Projeto Sucata Amiga doa cestas de alimentos para pacientes portadoras de câncer da AEV em JP

Uma iniciativa solidária do diretor presidente da Concrefort, empresário Carlos Magno, para os portadores de câncer da Associação de Apoio aos Portadores de Câncer Esperança e Vida (AEV).

Empresário Carlos Magno.

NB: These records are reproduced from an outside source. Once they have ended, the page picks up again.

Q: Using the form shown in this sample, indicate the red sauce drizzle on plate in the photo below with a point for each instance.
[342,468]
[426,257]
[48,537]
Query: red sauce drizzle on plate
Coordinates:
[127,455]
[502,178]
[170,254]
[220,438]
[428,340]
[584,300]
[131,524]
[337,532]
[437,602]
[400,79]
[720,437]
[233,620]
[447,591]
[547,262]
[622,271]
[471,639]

Foto: Napoleão Soares

O presidente da Concrefort Indústria e Comércio de Prefomardos, instalada no Distrito Industrial em João Pessoa, engenheiro Carlos Magno, disse ao blog, que criou o “Projeto Sucata Amiga”, que tem como objetivo de doar cestas de alimentos para pacientes portadores de câncer atendidos na (AEV), Associação de Apoio aos Portadores de Câncer Esperança e Vida, no bairro de Jaguaribe, em João Pessoa.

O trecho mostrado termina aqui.